Sean ragu sejenak. Berpikir tentang keluarganya, dia harus membiarkan dirinya direndahkan.
Tiba-tiba, dia berlutut dengan berlutut. Dia tidak punya pilihan. Dia tidak bisa menyinggung Cyril di depannya.
"Tuan Woodley, aku salah. Tolong lepaskan keluargaku. "
Cyril mencibir. Bagaimana bisa ia melepaskan Sean begitu saja? la mengeluarkan tiga kontrak dan menyerahkannya pada Sean.

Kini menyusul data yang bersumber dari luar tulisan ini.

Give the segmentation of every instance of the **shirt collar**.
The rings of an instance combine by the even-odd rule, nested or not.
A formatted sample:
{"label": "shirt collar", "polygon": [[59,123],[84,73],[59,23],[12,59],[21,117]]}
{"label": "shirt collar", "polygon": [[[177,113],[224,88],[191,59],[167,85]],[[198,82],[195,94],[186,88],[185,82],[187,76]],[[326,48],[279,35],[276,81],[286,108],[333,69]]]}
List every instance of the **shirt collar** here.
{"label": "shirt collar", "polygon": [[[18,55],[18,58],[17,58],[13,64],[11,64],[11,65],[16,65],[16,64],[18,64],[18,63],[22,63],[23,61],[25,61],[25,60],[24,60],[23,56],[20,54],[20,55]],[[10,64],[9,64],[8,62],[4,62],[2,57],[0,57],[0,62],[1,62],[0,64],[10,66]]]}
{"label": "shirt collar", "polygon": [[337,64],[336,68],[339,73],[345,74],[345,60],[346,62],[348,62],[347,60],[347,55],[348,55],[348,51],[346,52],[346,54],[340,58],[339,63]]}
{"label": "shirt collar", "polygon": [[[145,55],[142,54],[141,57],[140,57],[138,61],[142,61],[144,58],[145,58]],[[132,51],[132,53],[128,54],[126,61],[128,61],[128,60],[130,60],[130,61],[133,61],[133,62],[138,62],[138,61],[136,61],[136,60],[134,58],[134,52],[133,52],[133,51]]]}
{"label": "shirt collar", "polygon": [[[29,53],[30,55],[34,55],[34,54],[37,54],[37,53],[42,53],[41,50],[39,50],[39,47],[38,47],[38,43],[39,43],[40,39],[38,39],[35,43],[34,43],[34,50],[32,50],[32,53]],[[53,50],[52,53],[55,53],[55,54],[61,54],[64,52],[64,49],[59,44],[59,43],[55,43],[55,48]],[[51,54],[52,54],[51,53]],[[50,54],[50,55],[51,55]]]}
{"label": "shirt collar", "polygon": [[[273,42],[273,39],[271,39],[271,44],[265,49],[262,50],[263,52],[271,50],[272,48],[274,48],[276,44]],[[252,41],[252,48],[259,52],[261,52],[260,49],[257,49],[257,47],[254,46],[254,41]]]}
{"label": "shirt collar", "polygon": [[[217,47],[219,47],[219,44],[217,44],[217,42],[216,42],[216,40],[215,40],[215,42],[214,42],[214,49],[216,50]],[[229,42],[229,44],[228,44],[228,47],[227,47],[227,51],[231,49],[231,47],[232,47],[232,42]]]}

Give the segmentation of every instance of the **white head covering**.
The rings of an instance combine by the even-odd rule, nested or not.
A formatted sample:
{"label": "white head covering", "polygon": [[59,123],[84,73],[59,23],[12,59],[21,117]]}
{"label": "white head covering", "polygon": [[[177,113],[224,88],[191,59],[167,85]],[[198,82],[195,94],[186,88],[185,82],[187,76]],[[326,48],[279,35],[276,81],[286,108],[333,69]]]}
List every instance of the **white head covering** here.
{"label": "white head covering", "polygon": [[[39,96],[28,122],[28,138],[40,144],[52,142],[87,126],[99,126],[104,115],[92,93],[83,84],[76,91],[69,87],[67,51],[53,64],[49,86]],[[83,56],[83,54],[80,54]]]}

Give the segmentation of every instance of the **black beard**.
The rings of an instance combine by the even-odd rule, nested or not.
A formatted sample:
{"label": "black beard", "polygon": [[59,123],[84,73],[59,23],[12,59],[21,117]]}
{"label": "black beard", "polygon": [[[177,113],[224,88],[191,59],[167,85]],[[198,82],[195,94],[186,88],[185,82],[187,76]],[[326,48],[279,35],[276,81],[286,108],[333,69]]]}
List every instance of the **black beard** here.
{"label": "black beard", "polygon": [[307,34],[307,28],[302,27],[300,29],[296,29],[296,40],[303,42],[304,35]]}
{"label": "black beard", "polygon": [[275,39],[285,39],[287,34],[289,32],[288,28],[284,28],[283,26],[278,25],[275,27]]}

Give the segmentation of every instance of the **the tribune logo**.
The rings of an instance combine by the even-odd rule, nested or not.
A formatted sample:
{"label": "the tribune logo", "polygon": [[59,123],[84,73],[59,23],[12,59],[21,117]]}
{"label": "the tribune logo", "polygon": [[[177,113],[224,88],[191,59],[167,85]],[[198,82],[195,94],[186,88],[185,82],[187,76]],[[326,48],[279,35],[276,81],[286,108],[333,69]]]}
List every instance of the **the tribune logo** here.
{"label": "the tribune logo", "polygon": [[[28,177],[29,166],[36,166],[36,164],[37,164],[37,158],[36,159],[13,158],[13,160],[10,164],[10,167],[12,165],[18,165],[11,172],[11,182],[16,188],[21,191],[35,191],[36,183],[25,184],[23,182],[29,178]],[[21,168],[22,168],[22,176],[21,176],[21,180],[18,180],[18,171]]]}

"Ini adalah perjanjian pengalihan untuk tiga bisnis properti atas nama kamu. Selama kamu menandatanganinya, kita akan seimbang, dan bisnis keluargamu akan kembali normal."
Sean akhirnya mengerti bahwa hidupnya kini sepenuhnya berada di tangan Cyril.
"Oke, aku akan menandatanganinya." Sean tidak punya pilihan selain menandatangani.
Jika tidak, dia mungkin akan kehilangan lebih banyak. Dia mengambil tiga kontrak dan pena untuk menandatangani namanya di atasnya.
Cyril tidak menggunakan kertas kosong untuk menipu dia kali ini. Justru ia ingin sekali menyerahkan seluruh hartanya. Itu adalah harga kecil yang harus dibayar.
__ADS_1
Saat selesai menandatangani, tiba-tiba Sean ambruk ke tanah, matanya tak bernyawa. Dia telah kehilangan lebih dari setengah asetnya, yang benar-benar membuatnya putus asa.
"Baik. Makan siangnya ada padaku. Ambil waktu kamu!" Cyril menyingkirkan perjanjian dengan senyuman. Ia akhirnya berurusan dengan Sean.